Graphics and online learning: a guide

August 24, 2015 Tony Bates
An example from Jake Huhn's article

An example from Jake Huhn’s article

Huhn, J. (2013) A Guide to Superior e-Learning Graphics, BottomLine Performance, August 10

For those instructors or faculty new to online or blended learning, this is a very useful preliminary introduction to the importance of good graphic design for your online learning materials.

However, my advice is to team up with a graphic or web designer with experience in online teaching, before doing any development of materials. Not only will this save you a great deal of time in the long run, but it will also ensure that your materials look good and more importantly, students will learn better or more quickly as a result.

If you have a Centre for Teaching and Learning or a Learning Technology unit, they should have such specialists. It would also be sensible to make sure that an instructional designer also attends your first meeting, as their skills are somewhat different, although related.

I cannot stress though how important design is for online learning.

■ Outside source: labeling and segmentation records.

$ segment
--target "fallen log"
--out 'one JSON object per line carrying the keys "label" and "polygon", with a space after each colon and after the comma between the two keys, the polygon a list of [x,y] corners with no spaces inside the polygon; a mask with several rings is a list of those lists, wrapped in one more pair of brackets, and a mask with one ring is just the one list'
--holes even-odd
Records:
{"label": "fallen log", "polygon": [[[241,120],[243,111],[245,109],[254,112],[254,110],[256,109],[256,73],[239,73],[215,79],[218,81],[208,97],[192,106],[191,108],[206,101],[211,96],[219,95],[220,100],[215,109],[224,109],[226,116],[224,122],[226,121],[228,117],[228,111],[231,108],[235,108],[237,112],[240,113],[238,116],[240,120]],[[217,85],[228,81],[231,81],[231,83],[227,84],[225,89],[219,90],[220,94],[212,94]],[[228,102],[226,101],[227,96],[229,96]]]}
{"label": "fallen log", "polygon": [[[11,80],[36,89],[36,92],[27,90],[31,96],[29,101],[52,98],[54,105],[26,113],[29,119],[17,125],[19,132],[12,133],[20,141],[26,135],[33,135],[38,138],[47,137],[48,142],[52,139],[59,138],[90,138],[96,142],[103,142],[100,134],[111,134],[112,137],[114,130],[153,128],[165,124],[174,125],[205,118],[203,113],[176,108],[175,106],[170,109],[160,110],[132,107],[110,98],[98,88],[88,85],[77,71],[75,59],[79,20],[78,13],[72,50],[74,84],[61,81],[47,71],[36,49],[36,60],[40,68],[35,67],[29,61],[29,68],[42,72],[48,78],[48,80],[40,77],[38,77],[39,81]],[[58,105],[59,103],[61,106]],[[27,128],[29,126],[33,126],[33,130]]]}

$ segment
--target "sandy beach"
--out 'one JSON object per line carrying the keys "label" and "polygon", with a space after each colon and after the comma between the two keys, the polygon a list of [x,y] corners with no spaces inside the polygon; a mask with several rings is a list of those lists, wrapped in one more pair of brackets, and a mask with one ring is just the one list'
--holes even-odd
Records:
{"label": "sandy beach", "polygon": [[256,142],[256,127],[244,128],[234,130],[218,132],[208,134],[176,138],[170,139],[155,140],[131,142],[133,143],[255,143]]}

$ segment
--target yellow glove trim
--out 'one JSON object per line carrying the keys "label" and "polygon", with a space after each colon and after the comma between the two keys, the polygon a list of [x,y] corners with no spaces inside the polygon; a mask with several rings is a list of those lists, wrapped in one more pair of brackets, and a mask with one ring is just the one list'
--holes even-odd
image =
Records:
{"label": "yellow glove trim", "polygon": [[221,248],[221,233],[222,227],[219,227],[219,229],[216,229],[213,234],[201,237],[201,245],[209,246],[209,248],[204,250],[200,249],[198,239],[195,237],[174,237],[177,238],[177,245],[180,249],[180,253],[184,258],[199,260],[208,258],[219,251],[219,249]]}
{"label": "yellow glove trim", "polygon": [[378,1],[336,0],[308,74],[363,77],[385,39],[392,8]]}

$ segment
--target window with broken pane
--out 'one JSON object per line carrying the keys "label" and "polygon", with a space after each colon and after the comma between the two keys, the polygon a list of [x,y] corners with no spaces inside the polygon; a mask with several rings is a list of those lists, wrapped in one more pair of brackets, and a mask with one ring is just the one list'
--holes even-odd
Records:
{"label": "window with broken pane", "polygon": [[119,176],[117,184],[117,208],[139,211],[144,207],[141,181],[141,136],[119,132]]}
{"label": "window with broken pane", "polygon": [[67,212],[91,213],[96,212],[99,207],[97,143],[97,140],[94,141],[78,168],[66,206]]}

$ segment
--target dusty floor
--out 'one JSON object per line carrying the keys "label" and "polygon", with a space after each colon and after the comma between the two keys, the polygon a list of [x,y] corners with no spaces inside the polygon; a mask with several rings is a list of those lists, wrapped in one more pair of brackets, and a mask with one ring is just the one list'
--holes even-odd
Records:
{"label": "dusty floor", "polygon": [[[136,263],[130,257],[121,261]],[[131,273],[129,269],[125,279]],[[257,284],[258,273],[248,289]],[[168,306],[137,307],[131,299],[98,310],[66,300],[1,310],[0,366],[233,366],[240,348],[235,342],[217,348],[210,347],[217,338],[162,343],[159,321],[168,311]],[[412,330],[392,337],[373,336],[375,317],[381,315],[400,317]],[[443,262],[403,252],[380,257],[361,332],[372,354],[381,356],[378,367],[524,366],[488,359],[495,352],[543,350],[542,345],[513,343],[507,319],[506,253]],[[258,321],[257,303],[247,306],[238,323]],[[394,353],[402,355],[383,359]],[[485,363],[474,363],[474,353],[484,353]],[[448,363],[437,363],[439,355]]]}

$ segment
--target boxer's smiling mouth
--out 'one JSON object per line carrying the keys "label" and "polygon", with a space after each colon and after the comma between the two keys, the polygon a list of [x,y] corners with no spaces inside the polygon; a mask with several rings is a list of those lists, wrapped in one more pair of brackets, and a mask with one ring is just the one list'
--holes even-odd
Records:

Design includes the choice of ‘shell’ for your course in a learning management system (yes, you usually do have a choice!), font style and size, and general layout of web pages, as well as more detailed design issues such as consistent use of colours, placing and sizing graphics, and choice of tools for you to draft or create your own graphics.

This is why you should work with professionals trained in these areas if you can. If not, spend some time learning about basic design principles – and this article is a good start.